Employment-Based Immigration

October 2002
Although big business likes to claim that our present high level of immigration is necessary for its survival and the robustness of our economy, many Americans find the idea that American know-how and ingenuity must be imported from abroad absurd, and a brief look at the facts about what business is actually doing with its part of the immigration system backs them up.

The bulk of immigrants are admitted because they have a relative here—nepotism, in effect. Only a small part of overall annual immigration comes through employment-based admissions (the people admitted as permanent immigrants for business purposes and at business’s demand). In fact, fewer than 13 percent of immigrant admissions in 2000 were in the employment-based category—just 107,024 people.
Big business would have the public think that these 107,024 people were indispensable. But to whom did those employment-based admissions really go? A lot of those admissions don’t go to workers at all (employment-based “principals”, as they are called); they go to their children and spouses. Only about half of employment-based visas actually go to principals. That means that only five percent of immigrants admitted every year are employment-based principals.

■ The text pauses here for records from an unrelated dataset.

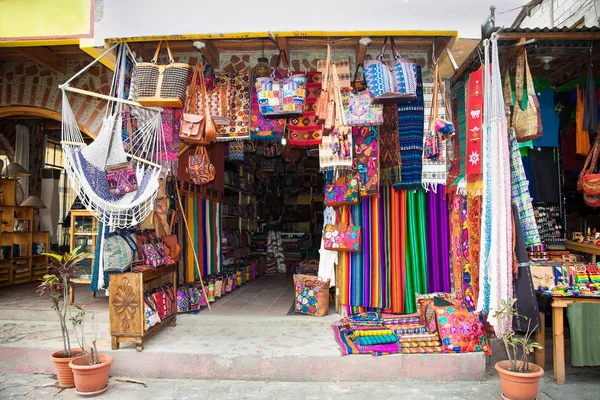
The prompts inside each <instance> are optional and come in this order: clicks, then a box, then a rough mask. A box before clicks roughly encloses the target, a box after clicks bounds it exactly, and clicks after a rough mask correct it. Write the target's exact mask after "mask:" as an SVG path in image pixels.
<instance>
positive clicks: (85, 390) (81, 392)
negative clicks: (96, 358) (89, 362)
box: [69, 354, 114, 396]
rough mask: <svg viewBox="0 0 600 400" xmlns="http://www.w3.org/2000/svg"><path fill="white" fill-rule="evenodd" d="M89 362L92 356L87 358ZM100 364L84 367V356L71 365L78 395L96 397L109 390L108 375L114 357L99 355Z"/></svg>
mask: <svg viewBox="0 0 600 400" xmlns="http://www.w3.org/2000/svg"><path fill="white" fill-rule="evenodd" d="M85 357H86V358H87V359H88V360H90V359H91V356H90V355H86V356H85ZM98 359H99V360H100V364H96V365H84V364H85V363H84V362H83V356H80V357H77V358H75V359H74V360H72V361H71V362H70V363H69V366H70V367H71V369H72V370H73V375H74V377H75V387H76V388H77V394H79V395H82V396H94V395H97V394H100V393H103V392H105V391H106V389H108V374H109V372H110V365H111V364H112V362H113V360H114V359H113V357H112V356H109V355H108V354H99V355H98Z"/></svg>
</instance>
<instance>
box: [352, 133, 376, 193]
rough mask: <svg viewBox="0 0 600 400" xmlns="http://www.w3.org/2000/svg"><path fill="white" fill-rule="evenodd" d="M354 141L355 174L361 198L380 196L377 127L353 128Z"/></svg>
mask: <svg viewBox="0 0 600 400" xmlns="http://www.w3.org/2000/svg"><path fill="white" fill-rule="evenodd" d="M352 136H353V141H354V161H353V171H354V172H353V173H354V176H355V177H356V178H357V179H358V180H359V185H360V187H359V189H360V195H361V196H377V195H379V146H378V145H377V127H376V126H355V127H353V128H352Z"/></svg>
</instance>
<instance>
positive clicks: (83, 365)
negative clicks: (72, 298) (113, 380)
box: [69, 307, 113, 396]
mask: <svg viewBox="0 0 600 400" xmlns="http://www.w3.org/2000/svg"><path fill="white" fill-rule="evenodd" d="M77 309H78V311H77V314H75V316H73V317H71V323H72V324H73V331H74V332H75V337H76V338H77V343H79V346H80V347H81V349H82V353H83V354H82V355H81V356H79V357H77V358H74V359H72V360H71V362H70V363H69V366H70V367H71V369H72V370H73V376H74V378H75V388H76V391H77V394H79V395H82V396H95V395H98V394H101V393H104V392H106V390H107V389H108V376H109V373H110V366H111V364H112V362H113V357H112V356H110V355H108V354H99V353H98V348H97V347H96V343H97V335H98V329H97V326H96V312H95V311H94V312H93V313H92V317H91V321H92V331H93V339H92V340H91V342H90V345H89V346H86V342H85V340H86V339H85V318H86V314H87V312H86V311H85V309H84V308H83V307H77Z"/></svg>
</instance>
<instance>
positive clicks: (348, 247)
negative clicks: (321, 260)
mask: <svg viewBox="0 0 600 400" xmlns="http://www.w3.org/2000/svg"><path fill="white" fill-rule="evenodd" d="M361 243H362V235H361V228H360V226H357V225H353V224H352V217H350V222H349V223H348V222H339V223H337V224H336V225H325V232H324V233H323V246H324V247H325V250H331V251H340V252H349V253H358V252H360V248H361Z"/></svg>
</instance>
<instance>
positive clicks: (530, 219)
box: [510, 128, 541, 247]
mask: <svg viewBox="0 0 600 400" xmlns="http://www.w3.org/2000/svg"><path fill="white" fill-rule="evenodd" d="M510 172H511V186H512V203H513V204H514V206H515V207H516V210H517V211H518V213H519V221H520V224H521V229H522V231H523V239H524V240H525V247H533V246H538V245H540V244H541V241H540V234H539V231H538V227H537V222H536V221H535V216H534V214H533V205H532V203H531V195H530V194H529V181H528V180H527V176H525V169H524V168H523V159H522V158H521V152H520V151H519V144H518V143H517V137H516V135H515V130H514V129H513V128H510Z"/></svg>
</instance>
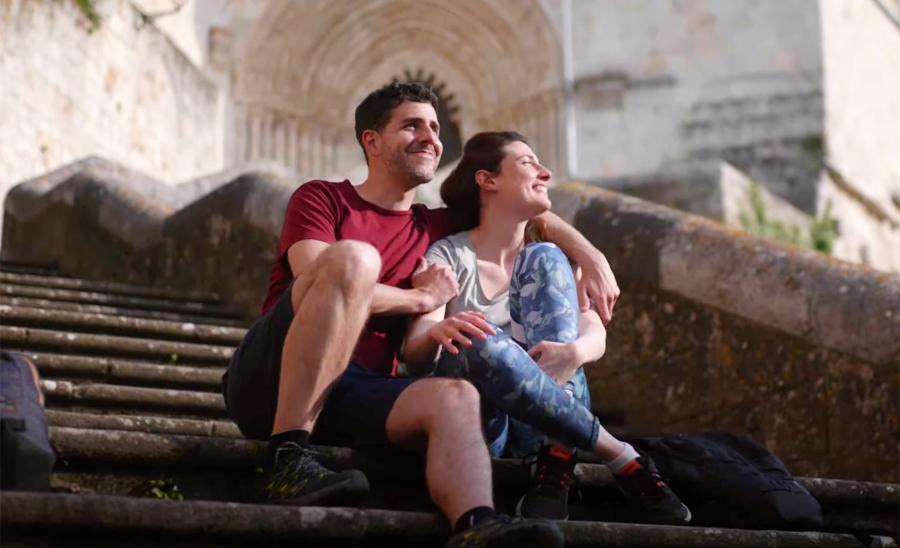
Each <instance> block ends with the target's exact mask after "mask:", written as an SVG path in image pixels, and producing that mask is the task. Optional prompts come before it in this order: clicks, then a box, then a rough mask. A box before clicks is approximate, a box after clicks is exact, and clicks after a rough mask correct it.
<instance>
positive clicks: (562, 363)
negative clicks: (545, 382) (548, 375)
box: [528, 341, 584, 384]
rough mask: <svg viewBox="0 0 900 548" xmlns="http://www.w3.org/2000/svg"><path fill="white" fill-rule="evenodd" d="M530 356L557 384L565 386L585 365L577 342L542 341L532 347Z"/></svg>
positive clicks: (531, 358) (530, 351)
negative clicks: (568, 380) (576, 369)
mask: <svg viewBox="0 0 900 548" xmlns="http://www.w3.org/2000/svg"><path fill="white" fill-rule="evenodd" d="M528 355H529V356H531V359H533V360H534V361H535V362H536V363H537V364H538V367H540V368H541V369H542V370H543V371H544V373H546V374H547V375H549V376H550V378H552V379H553V380H554V381H556V383H557V384H565V383H566V381H568V380H569V379H571V378H572V375H574V374H575V370H576V369H578V368H579V367H581V364H582V363H584V359H583V358H582V355H581V348H580V346H579V344H578V343H577V342H570V343H558V342H553V341H541V342H539V343H537V344H536V345H534V346H532V347H531V350H529V351H528Z"/></svg>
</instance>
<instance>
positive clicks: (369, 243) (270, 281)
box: [263, 181, 449, 374]
mask: <svg viewBox="0 0 900 548" xmlns="http://www.w3.org/2000/svg"><path fill="white" fill-rule="evenodd" d="M448 233H449V223H448V220H447V210H446V209H444V208H441V209H429V208H427V207H425V206H424V205H422V204H414V205H413V206H412V207H411V208H410V209H408V210H405V211H394V210H389V209H384V208H382V207H379V206H377V205H375V204H372V203H369V202H367V201H365V200H364V199H362V198H361V197H360V196H359V194H358V193H357V192H356V189H355V188H353V185H352V184H351V183H350V181H343V182H340V183H332V182H327V181H310V182H308V183H306V184H304V185H302V186H300V188H298V189H297V190H296V191H295V192H294V194H293V195H292V196H291V199H290V201H289V202H288V206H287V211H286V212H285V217H284V226H283V227H282V230H281V238H280V239H279V241H278V257H277V259H276V260H275V264H274V265H273V267H272V275H271V277H270V279H269V291H268V294H267V295H266V300H265V303H264V304H263V313H266V312H268V311H269V309H271V308H272V307H273V306H274V305H275V302H276V301H277V300H278V297H279V296H280V295H281V294H282V293H283V292H284V290H285V289H287V288H288V287H289V286H290V283H291V281H292V280H293V274H292V273H291V269H290V265H289V263H288V259H287V250H288V249H289V248H290V247H291V246H292V245H293V244H295V243H296V242H299V241H301V240H319V241H322V242H325V243H334V242H337V241H340V240H358V241H363V242H367V243H369V244H372V245H373V246H374V247H375V249H377V250H378V253H379V254H380V255H381V273H380V274H379V276H378V282H379V283H382V284H385V285H390V286H394V287H399V288H401V289H409V288H410V287H411V283H410V281H411V277H412V273H413V271H414V270H415V267H416V262H417V261H418V259H419V257H422V256H423V255H424V254H425V251H426V250H427V249H428V246H430V245H431V244H432V243H433V242H435V241H437V240H439V239H441V238H443V237H445V236H446V235H447V234H448ZM406 323H407V316H406V315H392V316H389V315H378V316H371V317H370V318H369V321H368V322H367V323H366V326H365V327H364V328H363V332H362V334H361V335H360V338H359V340H358V341H357V344H356V346H355V348H354V351H353V358H352V359H353V361H355V362H356V363H358V364H360V365H362V366H364V367H367V368H369V369H372V370H375V371H378V372H381V373H383V374H396V366H397V354H398V352H399V350H400V346H401V344H402V343H403V336H404V334H405V331H406Z"/></svg>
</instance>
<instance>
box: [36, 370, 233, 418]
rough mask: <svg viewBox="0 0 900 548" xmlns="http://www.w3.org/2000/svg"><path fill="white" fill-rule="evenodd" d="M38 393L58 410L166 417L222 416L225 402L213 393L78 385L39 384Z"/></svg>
mask: <svg viewBox="0 0 900 548" xmlns="http://www.w3.org/2000/svg"><path fill="white" fill-rule="evenodd" d="M41 390H42V391H43V392H44V396H45V397H46V398H47V405H48V407H51V408H58V407H59V406H60V404H68V405H75V406H80V407H84V406H98V407H104V408H110V407H115V408H122V407H125V408H127V409H128V410H129V411H140V410H144V409H152V410H162V411H165V412H167V413H170V414H171V413H176V412H191V413H193V414H202V415H203V416H213V417H223V416H225V402H224V400H223V399H222V394H221V393H217V392H198V391H195V390H168V389H164V388H144V387H139V386H122V385H116V384H100V383H97V384H93V383H90V384H79V383H74V382H71V381H56V380H48V379H43V380H41Z"/></svg>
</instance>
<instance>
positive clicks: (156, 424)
mask: <svg viewBox="0 0 900 548" xmlns="http://www.w3.org/2000/svg"><path fill="white" fill-rule="evenodd" d="M46 413H47V421H48V422H49V424H50V425H51V426H60V427H65V428H88V429H94V430H122V431H132V432H145V433H149V434H180V435H188V436H214V437H219V438H240V437H241V433H240V431H239V430H238V428H237V426H236V425H235V424H234V423H233V422H231V421H227V420H219V421H217V420H197V419H185V418H181V417H155V416H149V415H117V414H99V413H85V412H75V411H64V410H60V409H48V410H47V411H46Z"/></svg>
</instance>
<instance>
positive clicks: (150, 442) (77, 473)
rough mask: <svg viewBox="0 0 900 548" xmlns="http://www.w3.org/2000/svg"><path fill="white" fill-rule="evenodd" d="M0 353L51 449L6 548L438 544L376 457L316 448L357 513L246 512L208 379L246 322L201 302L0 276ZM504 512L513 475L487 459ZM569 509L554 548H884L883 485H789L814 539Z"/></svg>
mask: <svg viewBox="0 0 900 548" xmlns="http://www.w3.org/2000/svg"><path fill="white" fill-rule="evenodd" d="M0 270H2V272H0V284H2V285H0V293H2V298H0V344H2V346H3V347H4V348H5V349H8V350H17V351H21V352H23V353H25V354H26V355H27V356H29V357H30V358H31V359H32V360H33V362H34V363H35V364H36V365H37V367H38V369H39V370H40V373H41V376H42V381H41V382H42V388H43V390H44V393H45V395H46V398H47V414H48V418H49V422H50V436H51V440H52V442H53V444H54V446H55V449H56V451H57V468H56V471H55V473H54V477H53V480H52V485H53V490H52V491H51V492H46V493H24V492H4V493H3V494H2V498H0V508H2V509H0V520H2V542H3V545H4V546H16V547H18V546H22V547H24V546H29V547H34V546H122V545H131V546H150V545H154V546H159V545H162V546H221V545H226V544H227V545H236V546H262V545H265V546H273V545H274V546H282V545H284V546H288V545H293V546H348V545H349V546H366V547H388V546H440V545H441V544H442V541H443V539H444V538H445V537H446V535H447V526H446V524H445V523H444V522H443V519H442V518H440V516H439V515H438V514H437V513H436V511H435V509H434V507H433V505H432V504H431V503H430V501H429V500H428V497H427V492H426V490H425V487H424V483H423V481H422V476H423V474H422V461H421V457H420V456H419V455H416V454H400V455H392V456H391V457H390V458H389V459H388V458H379V456H378V455H373V454H364V453H361V452H357V451H352V450H349V449H346V448H339V447H328V448H322V450H323V452H324V453H325V454H326V455H327V459H328V462H327V464H330V465H331V466H334V467H337V468H343V467H350V466H352V467H359V468H361V469H363V470H364V471H365V472H366V473H367V475H368V476H369V478H370V480H371V483H372V486H373V493H372V495H371V497H370V498H369V500H368V501H366V504H365V507H364V508H314V507H309V508H292V507H278V506H266V505H260V504H256V503H254V494H253V493H254V492H255V491H256V487H257V484H258V481H259V476H260V475H259V472H258V470H259V467H260V466H261V463H262V461H263V458H264V453H265V447H264V445H263V444H261V443H258V442H254V441H248V440H244V439H243V438H241V437H240V434H239V433H238V431H237V429H236V427H235V426H234V425H233V424H232V423H231V422H230V421H229V420H228V419H227V418H226V415H225V410H224V405H223V402H222V398H221V392H220V379H221V375H222V373H223V372H224V368H225V366H226V364H227V361H228V358H229V356H230V355H231V352H232V349H233V348H234V346H235V345H236V344H237V343H238V341H239V340H240V338H241V335H242V333H243V331H244V328H245V324H244V323H243V322H241V321H239V320H238V319H236V318H235V317H234V316H232V315H230V314H229V311H228V310H226V309H225V308H224V307H222V306H221V305H220V304H218V299H217V297H216V296H215V295H210V294H202V293H190V292H173V291H166V290H160V289H151V288H146V287H138V286H133V285H125V284H117V283H109V282H91V281H85V280H79V279H74V278H68V277H62V276H59V275H58V274H57V273H55V272H54V271H53V270H52V269H48V268H46V267H34V266H25V265H20V264H11V263H6V264H3V265H2V269H0ZM494 476H495V484H496V485H495V490H496V493H497V494H496V497H497V502H498V506H499V507H500V508H501V509H505V510H507V511H509V510H510V509H511V507H512V506H513V504H514V502H515V500H516V499H517V498H518V495H519V494H520V493H521V492H523V491H524V489H525V485H526V484H527V480H528V475H527V472H526V470H525V469H524V468H523V467H522V466H520V465H519V464H517V463H515V462H513V461H508V460H495V461H494ZM576 476H577V478H578V480H579V486H580V487H579V491H580V496H579V497H575V498H576V499H577V500H576V503H575V505H574V507H573V509H572V518H573V519H572V520H571V521H568V522H566V523H563V524H561V525H562V527H563V529H564V531H565V534H566V538H567V546H570V547H576V546H585V547H587V546H591V547H600V546H621V547H625V546H629V547H638V546H659V547H674V546H690V547H697V548H703V547H718V546H734V547H751V546H752V547H756V546H772V547H776V546H777V547H787V548H791V547H806V546H810V547H811V546H816V547H820V546H828V547H831V546H834V547H838V546H841V547H844V546H846V547H863V546H872V547H875V546H896V545H897V544H896V537H897V527H898V524H897V517H898V513H900V500H898V486H897V485H893V484H878V483H865V482H854V481H846V480H827V479H816V478H801V479H800V481H801V483H803V484H804V485H805V486H806V487H807V488H808V489H809V490H810V491H811V492H812V493H813V494H814V495H815V496H816V497H817V498H818V499H819V501H820V502H821V503H822V505H823V507H824V509H825V513H826V528H825V529H826V530H825V531H819V532H797V531H750V530H740V529H734V528H729V527H728V526H729V524H727V523H717V524H705V525H707V526H706V527H700V526H693V527H660V526H647V525H641V524H637V523H630V522H633V521H635V520H634V516H631V515H629V514H628V513H627V512H626V511H625V510H624V509H623V505H622V504H621V502H622V501H621V499H620V498H619V495H618V493H617V491H616V490H615V489H614V488H613V487H612V484H611V477H610V475H609V472H608V471H607V469H606V468H605V467H604V466H602V465H600V464H597V463H594V462H583V463H580V464H579V465H578V466H577V468H576Z"/></svg>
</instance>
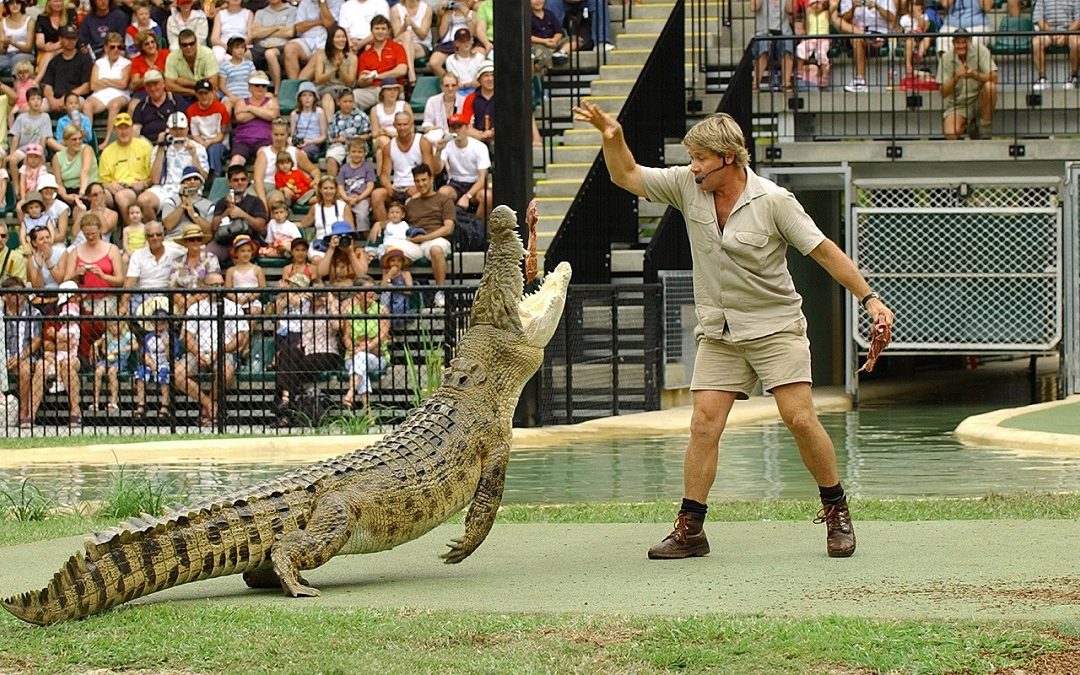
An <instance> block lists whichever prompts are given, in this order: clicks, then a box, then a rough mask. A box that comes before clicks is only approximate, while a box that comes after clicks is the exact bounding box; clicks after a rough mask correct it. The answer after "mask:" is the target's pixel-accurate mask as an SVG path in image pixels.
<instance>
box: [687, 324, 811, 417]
mask: <svg viewBox="0 0 1080 675" xmlns="http://www.w3.org/2000/svg"><path fill="white" fill-rule="evenodd" d="M759 379H760V380H761V387H762V388H764V389H765V390H766V391H772V390H773V389H775V388H777V387H780V386H782V384H791V383H793V382H811V383H812V381H813V379H812V377H811V375H810V340H809V339H808V338H807V323H806V319H799V320H798V321H796V322H794V323H792V324H791V325H789V326H787V327H786V328H784V329H783V330H781V332H780V333H773V334H772V335H767V336H765V337H762V338H757V339H756V340H746V341H743V342H730V341H728V340H714V339H711V338H707V337H703V338H701V339H700V340H699V341H698V359H697V361H694V364H693V380H692V381H691V382H690V391H702V390H712V391H733V392H735V393H738V394H739V395H738V396H737V397H738V399H748V397H750V394H751V391H753V390H754V386H755V384H756V383H757V381H758V380H759Z"/></svg>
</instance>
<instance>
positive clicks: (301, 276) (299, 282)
mask: <svg viewBox="0 0 1080 675" xmlns="http://www.w3.org/2000/svg"><path fill="white" fill-rule="evenodd" d="M294 241H295V240H294ZM285 283H286V284H288V285H291V286H299V287H300V288H307V287H308V286H310V285H311V280H310V279H308V275H307V274H303V273H301V272H297V273H295V274H289V275H288V276H286V278H285Z"/></svg>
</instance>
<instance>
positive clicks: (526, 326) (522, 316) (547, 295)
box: [517, 262, 571, 348]
mask: <svg viewBox="0 0 1080 675" xmlns="http://www.w3.org/2000/svg"><path fill="white" fill-rule="evenodd" d="M570 275H571V270H570V264H569V262H559V264H558V266H557V267H556V268H555V269H554V270H553V271H551V272H549V273H548V274H545V275H544V276H543V279H542V282H541V285H540V287H539V288H538V289H536V291H534V292H532V293H529V294H526V295H524V296H523V297H522V301H521V302H519V303H518V306H517V315H518V318H519V319H521V320H522V332H523V333H524V334H525V340H526V341H527V342H528V343H529V345H531V346H534V347H540V348H543V347H545V346H546V345H548V341H549V340H551V336H553V335H554V334H555V329H556V328H557V327H558V322H559V320H561V319H562V316H563V306H564V305H565V302H566V291H567V287H568V286H569V285H570Z"/></svg>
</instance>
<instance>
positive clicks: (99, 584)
mask: <svg viewBox="0 0 1080 675" xmlns="http://www.w3.org/2000/svg"><path fill="white" fill-rule="evenodd" d="M307 497H309V496H308V495H307V494H306V492H305V491H303V490H298V491H295V492H282V491H275V492H273V494H272V495H270V496H268V498H266V499H259V500H257V501H252V502H248V501H246V500H244V499H237V500H230V501H226V502H215V503H205V504H201V505H199V507H194V508H192V509H190V510H185V511H184V512H178V511H174V512H172V513H170V514H167V516H165V518H163V519H157V518H154V517H153V516H150V515H147V514H143V515H140V516H139V517H136V518H132V519H130V521H127V522H126V523H124V524H123V525H121V526H119V527H117V528H113V529H110V530H108V531H105V532H98V534H95V535H93V536H91V537H90V538H87V539H86V542H85V550H84V551H81V552H79V553H76V554H75V555H72V556H71V557H70V558H68V561H67V563H65V564H64V566H63V567H60V569H59V571H57V572H56V573H55V575H53V578H52V580H51V581H50V582H49V585H46V586H45V588H44V589H41V590H40V591H30V592H27V593H23V594H19V595H15V596H13V597H9V598H5V599H3V600H2V604H3V607H4V609H6V610H8V611H10V612H11V613H13V615H15V616H16V617H18V618H19V619H22V620H24V621H28V622H30V623H37V624H39V625H48V624H51V623H56V622H58V621H65V620H68V619H81V618H83V617H89V616H90V615H93V613H96V612H99V611H103V610H106V609H109V608H110V607H116V606H117V605H120V604H123V603H126V602H129V600H132V599H135V598H137V597H143V596H144V595H149V594H150V593H156V592H158V591H163V590H165V589H170V588H172V586H176V585H180V584H181V583H187V582H189V581H199V580H201V579H210V578H212V577H221V576H225V575H232V573H237V572H242V571H247V570H253V569H256V568H257V567H259V566H260V565H262V564H264V563H265V562H266V561H268V559H269V555H270V546H271V545H272V544H273V540H274V537H275V536H276V535H278V534H281V532H283V531H288V530H292V529H299V528H302V527H303V517H305V516H303V515H302V514H305V513H307V509H303V508H298V507H301V505H302V503H301V502H306V501H307Z"/></svg>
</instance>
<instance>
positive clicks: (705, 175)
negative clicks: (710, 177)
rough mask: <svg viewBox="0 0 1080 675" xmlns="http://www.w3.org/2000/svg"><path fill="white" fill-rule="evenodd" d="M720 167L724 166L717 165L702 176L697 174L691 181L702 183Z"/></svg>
mask: <svg viewBox="0 0 1080 675" xmlns="http://www.w3.org/2000/svg"><path fill="white" fill-rule="evenodd" d="M721 168H724V166H717V167H716V168H714V170H713V171H711V172H708V173H707V174H705V175H704V176H698V177H697V178H694V179H693V181H694V183H697V184H698V185H701V184H702V183H704V181H705V178H707V177H710V176H712V175H713V174H714V173H715V172H718V171H720V170H721Z"/></svg>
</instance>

But if you think that these principals are all scientists and engineers—the kinds of technological specialists that business claims it needs so much—you are wrong. Only 25 percent of the total number of immigrants admitted in 2000 were high-tech professionals (engineers, mathematicians, computer scientists, natural scientists, technologists, or technicians).
Since employment-based principals are only six percent of annual immigrant admissions, and since only 25 percent of those principals are in high-tech professions, that means that fewer than two percent of annual immigrant admissions are of employment-based principals in high-tech professions. In 2000, that amounted to a total of 12,561 people.
It seems hard to believe that business couldn’t find—or our educational system produce—enough Americans in those professions if we chose to end our dependence on foreign labor.